For everything else two separate tables are better. Concerning query performance:

  • If the tables get really huge and you for example want to retrieve all income entries, it's of course faster to look up those entries in a table with 300000 entries than in a table with 600000 entries.

With a deeper look at the DBMS there's another reason for using two tables:

  • Table locking. Some database engines lock whole tables for write operations. Thus only half of the data would get locked and the other half can still be accessed at the same time.
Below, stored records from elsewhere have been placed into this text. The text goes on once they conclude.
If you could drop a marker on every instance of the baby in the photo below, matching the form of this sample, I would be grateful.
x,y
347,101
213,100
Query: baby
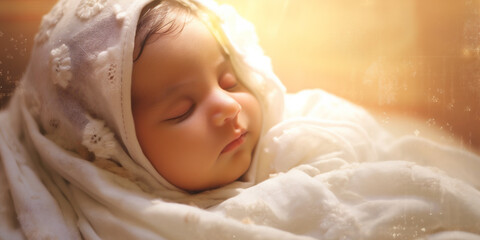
x,y
196,122
164,120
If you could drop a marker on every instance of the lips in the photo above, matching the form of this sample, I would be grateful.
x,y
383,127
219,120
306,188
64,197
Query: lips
x,y
235,143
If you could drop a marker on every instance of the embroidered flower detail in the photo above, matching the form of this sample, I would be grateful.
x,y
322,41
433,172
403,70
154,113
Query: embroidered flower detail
x,y
111,74
106,68
119,13
98,138
49,21
89,8
61,66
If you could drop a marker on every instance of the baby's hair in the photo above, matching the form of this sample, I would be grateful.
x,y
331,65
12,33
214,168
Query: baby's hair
x,y
159,18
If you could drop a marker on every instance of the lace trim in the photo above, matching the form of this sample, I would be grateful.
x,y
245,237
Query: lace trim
x,y
49,22
99,139
61,65
89,8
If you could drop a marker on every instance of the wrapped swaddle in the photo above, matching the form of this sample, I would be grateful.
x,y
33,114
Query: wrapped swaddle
x,y
72,167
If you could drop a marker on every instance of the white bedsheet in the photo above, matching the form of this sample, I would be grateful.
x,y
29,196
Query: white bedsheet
x,y
328,171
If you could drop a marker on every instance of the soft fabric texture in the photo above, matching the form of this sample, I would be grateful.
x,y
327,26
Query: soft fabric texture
x,y
71,166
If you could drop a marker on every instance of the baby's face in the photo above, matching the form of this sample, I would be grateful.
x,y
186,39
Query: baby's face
x,y
196,123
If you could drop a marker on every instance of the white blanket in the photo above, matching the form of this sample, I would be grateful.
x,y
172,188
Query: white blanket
x,y
335,177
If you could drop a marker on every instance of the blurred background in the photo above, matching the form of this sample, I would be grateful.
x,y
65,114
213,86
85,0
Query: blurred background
x,y
415,59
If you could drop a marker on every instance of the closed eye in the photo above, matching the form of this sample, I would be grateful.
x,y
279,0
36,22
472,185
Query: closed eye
x,y
228,81
181,113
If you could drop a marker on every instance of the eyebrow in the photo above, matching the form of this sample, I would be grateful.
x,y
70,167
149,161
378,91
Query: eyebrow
x,y
170,90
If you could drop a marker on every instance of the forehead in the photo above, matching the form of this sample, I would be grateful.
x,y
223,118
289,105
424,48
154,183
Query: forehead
x,y
172,57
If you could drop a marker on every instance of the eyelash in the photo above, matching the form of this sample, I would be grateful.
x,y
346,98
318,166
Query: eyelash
x,y
184,116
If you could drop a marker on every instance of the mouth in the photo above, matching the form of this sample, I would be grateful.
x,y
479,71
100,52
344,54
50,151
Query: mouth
x,y
235,143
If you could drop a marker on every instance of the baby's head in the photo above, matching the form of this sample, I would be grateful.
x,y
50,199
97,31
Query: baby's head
x,y
195,120
160,90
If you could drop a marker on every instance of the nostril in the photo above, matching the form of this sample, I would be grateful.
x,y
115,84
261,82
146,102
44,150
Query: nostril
x,y
227,114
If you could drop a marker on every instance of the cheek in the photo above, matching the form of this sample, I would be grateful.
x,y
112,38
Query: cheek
x,y
253,110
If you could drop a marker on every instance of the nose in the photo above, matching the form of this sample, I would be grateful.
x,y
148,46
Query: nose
x,y
225,108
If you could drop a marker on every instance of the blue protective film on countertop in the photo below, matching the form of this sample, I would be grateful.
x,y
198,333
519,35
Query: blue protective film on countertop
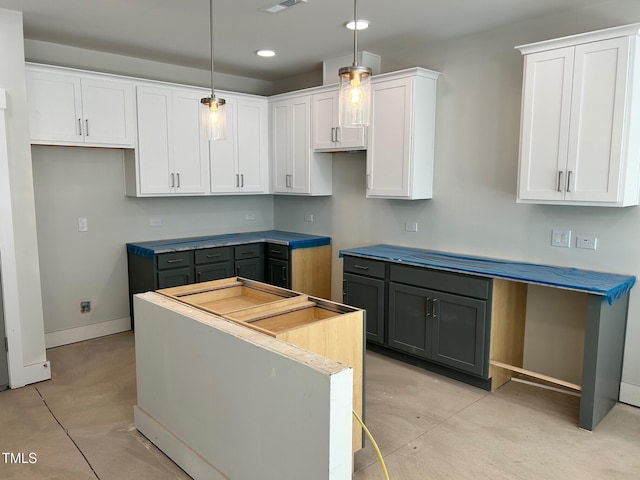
x,y
291,239
613,286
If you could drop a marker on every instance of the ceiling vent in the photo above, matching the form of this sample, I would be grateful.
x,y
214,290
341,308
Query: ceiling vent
x,y
282,6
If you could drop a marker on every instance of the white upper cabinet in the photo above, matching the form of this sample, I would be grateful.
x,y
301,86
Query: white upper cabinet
x,y
172,156
400,154
240,163
69,107
579,112
297,169
328,136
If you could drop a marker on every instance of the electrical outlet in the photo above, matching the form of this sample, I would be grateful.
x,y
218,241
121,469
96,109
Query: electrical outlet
x,y
588,243
411,226
561,238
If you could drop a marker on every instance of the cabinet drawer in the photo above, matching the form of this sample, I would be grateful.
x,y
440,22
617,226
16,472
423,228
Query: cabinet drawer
x,y
251,250
277,251
174,259
459,284
211,255
364,266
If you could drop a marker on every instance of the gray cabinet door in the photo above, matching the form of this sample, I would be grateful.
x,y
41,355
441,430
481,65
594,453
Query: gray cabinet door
x,y
459,331
410,321
175,277
213,271
251,268
368,294
278,273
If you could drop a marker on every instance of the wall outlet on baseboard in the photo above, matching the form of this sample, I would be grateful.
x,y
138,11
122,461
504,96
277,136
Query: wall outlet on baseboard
x,y
85,306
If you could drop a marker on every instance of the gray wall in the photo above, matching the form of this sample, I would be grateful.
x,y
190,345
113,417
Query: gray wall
x,y
74,182
474,210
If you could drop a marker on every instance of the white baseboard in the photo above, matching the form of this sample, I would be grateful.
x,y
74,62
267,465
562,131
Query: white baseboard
x,y
630,394
87,332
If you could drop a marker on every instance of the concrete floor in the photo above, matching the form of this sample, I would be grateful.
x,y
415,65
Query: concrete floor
x,y
79,425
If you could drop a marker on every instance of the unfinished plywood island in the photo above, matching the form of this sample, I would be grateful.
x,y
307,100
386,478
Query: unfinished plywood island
x,y
239,379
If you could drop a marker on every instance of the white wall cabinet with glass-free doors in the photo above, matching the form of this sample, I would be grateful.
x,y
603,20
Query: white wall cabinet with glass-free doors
x,y
401,149
580,109
297,169
69,107
172,155
328,135
240,163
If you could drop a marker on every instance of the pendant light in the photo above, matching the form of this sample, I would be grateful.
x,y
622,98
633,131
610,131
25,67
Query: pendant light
x,y
355,87
216,118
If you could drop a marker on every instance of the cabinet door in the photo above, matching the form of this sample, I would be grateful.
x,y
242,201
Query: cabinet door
x,y
281,145
325,106
223,157
55,107
459,332
546,105
597,114
388,155
213,271
278,273
252,141
300,175
368,294
327,133
251,268
190,155
108,112
175,277
410,322
154,140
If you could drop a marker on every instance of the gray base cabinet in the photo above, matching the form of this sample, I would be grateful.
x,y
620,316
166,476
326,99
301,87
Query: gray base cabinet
x,y
174,269
278,265
363,286
437,316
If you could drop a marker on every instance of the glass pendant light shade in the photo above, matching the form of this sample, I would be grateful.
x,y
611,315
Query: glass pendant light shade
x,y
355,87
216,118
355,96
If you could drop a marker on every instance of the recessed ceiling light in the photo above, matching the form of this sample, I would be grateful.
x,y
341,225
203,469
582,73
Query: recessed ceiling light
x,y
281,6
266,53
361,24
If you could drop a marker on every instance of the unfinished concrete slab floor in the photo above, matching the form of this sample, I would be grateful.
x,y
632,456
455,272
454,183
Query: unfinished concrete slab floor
x,y
79,425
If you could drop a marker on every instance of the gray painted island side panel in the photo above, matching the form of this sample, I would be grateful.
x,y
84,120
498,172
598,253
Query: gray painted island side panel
x,y
224,401
603,354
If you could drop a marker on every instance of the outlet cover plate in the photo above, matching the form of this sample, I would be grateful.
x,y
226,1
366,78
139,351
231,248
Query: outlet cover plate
x,y
561,238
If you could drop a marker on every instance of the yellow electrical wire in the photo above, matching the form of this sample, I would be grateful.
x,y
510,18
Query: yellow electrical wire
x,y
373,442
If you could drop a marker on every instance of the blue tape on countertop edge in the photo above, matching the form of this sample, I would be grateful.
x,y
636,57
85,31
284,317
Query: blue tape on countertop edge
x,y
610,285
294,240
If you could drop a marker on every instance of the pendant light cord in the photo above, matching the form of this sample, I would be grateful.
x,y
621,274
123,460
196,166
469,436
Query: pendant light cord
x,y
211,34
355,33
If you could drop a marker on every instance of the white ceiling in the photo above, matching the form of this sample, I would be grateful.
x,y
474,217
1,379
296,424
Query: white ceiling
x,y
177,31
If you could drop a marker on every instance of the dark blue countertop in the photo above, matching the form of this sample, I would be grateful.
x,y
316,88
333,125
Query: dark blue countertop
x,y
612,286
293,240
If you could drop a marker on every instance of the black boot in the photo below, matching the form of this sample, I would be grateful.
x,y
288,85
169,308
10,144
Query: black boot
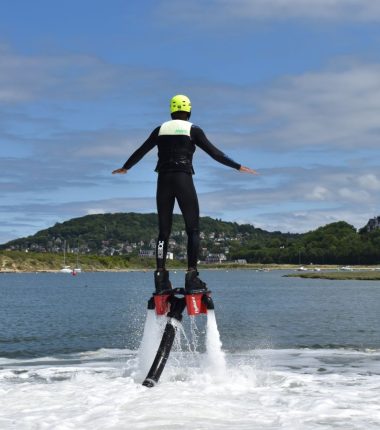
x,y
193,283
161,281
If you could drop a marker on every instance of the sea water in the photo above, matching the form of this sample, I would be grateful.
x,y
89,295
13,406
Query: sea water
x,y
278,353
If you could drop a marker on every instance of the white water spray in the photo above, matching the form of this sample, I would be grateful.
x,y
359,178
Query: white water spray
x,y
216,362
150,342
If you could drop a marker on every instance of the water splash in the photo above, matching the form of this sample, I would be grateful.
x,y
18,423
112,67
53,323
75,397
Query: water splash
x,y
150,342
216,361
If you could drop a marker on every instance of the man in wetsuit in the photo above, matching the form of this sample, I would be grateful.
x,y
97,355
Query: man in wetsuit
x,y
176,141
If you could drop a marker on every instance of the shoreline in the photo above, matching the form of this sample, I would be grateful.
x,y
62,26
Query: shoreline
x,y
322,271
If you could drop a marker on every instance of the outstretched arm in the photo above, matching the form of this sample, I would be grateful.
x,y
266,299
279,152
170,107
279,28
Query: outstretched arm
x,y
149,144
202,141
248,170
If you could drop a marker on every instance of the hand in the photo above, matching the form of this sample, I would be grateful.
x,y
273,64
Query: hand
x,y
121,171
248,170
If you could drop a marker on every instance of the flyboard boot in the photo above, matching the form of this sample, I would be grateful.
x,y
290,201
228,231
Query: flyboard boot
x,y
163,289
172,302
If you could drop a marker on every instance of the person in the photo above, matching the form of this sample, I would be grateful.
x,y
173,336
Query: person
x,y
176,141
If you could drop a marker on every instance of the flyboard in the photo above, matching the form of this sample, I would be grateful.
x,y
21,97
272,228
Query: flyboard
x,y
172,303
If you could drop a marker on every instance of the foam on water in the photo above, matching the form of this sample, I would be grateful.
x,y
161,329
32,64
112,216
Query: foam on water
x,y
263,389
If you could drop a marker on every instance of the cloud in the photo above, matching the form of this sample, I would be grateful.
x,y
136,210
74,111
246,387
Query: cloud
x,y
64,77
222,11
335,108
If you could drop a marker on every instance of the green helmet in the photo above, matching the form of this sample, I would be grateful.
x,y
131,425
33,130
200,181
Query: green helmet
x,y
180,103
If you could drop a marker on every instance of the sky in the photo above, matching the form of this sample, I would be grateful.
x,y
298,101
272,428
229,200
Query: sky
x,y
290,88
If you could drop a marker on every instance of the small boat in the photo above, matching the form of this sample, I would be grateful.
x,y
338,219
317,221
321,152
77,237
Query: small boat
x,y
65,268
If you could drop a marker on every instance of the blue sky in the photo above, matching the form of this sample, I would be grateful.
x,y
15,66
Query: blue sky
x,y
288,87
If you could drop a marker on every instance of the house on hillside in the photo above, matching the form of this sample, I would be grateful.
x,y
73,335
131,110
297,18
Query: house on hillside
x,y
373,224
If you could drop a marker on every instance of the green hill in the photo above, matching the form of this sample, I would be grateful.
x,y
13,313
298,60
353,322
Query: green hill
x,y
125,234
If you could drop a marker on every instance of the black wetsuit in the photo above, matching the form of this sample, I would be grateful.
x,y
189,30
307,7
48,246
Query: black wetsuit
x,y
176,141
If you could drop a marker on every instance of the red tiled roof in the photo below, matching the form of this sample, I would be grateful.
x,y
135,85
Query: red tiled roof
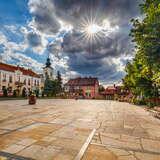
x,y
82,81
11,68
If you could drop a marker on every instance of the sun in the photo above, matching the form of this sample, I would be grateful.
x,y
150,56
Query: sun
x,y
93,29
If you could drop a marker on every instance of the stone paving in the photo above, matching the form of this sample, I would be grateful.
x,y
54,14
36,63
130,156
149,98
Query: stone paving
x,y
57,130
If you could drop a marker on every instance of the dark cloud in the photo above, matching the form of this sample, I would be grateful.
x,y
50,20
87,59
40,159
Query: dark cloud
x,y
34,39
84,57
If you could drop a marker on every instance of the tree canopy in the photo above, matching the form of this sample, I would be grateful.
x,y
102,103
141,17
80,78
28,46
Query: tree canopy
x,y
144,71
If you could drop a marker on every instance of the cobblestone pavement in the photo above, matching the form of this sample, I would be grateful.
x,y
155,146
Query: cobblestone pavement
x,y
58,130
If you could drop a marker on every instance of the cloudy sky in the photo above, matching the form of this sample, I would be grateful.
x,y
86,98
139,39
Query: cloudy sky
x,y
82,37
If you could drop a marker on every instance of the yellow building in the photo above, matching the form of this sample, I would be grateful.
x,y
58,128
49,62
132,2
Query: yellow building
x,y
18,78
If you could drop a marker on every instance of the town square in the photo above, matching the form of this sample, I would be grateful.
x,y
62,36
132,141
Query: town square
x,y
79,79
58,129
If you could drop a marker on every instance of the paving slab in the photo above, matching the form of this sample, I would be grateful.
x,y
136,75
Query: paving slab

I will have a look at the ORDER thing with two tables. Maybe I'm wrong and the performance impact isn't even there.

Results:

I've created three simple tables (using MySQL):

  • inc: id (int, PK), money (int, not null)
  • exp: id (int, PK), money (int, not null)
  • combi: id (int, PK), type (tinyint, index, not null), money (not null)

And then filled the tables with random data:

  • money: from 1 to 10000
  • type: from 1 to 2
  • inc: 100000 entries
  • exp: 100000 entries
  • combi: 200000 entries

Run these queries:

SELECT id, money
FROM combi
WHERE money > 5000
ORDER BY money
LIMIT 200000;

0,1 sec ... without index: 0,1 sec

SELECT * FROM (
    SELECT id, money FROM inc WHERE money > 5000
    UNION
    SELECT id, money FROM exp WHERE money > 5000
) a
ORDER BY money LIMIT 200000;

0,16 sec

SELECT id, money
FROM combi
WHERE money > 5000 && type = 1
ORDER BY money
LIMIT 200000;

0,14 sec ... without index: 0,085 sec

SELECT id, money
FROM inc
WHERE money > 5000
ORDER BY money
LIMIT 200000;

0,04 sec

And you can see the expected results:

  • when you need income and expenses in one query, then one table is faster
  • when you need only income OR expenses, then two tables are faster

But what I don't understand: Why is the query with type = 1 so much slower? I thought using index would make it nearly equal fast?

2
votes

I would say go with one table and use STI (i.e use the type field).. Both income and expenses are inherently the same thing, just the "direction" of the operation is different. So to me it makes sense to use the same data model, with exceptions hidden in specific subtypes.

Now as for the issues mentioned in the other answer:

  • Ordering both items at the same time becomes easy with one table. It will be painful with two.
  • When indexing your table properly, it doesn't matter if its one or two tables. When creating an index on the type column, the cardinality of the records is the same as it would be in two tables, thus not really being that much different in terms of performance. Aggregation will be easier and faster with one table as well.
  • Table locking is not an issue, unless you use some kind of a you database (like MyISAM), which you should not be doing.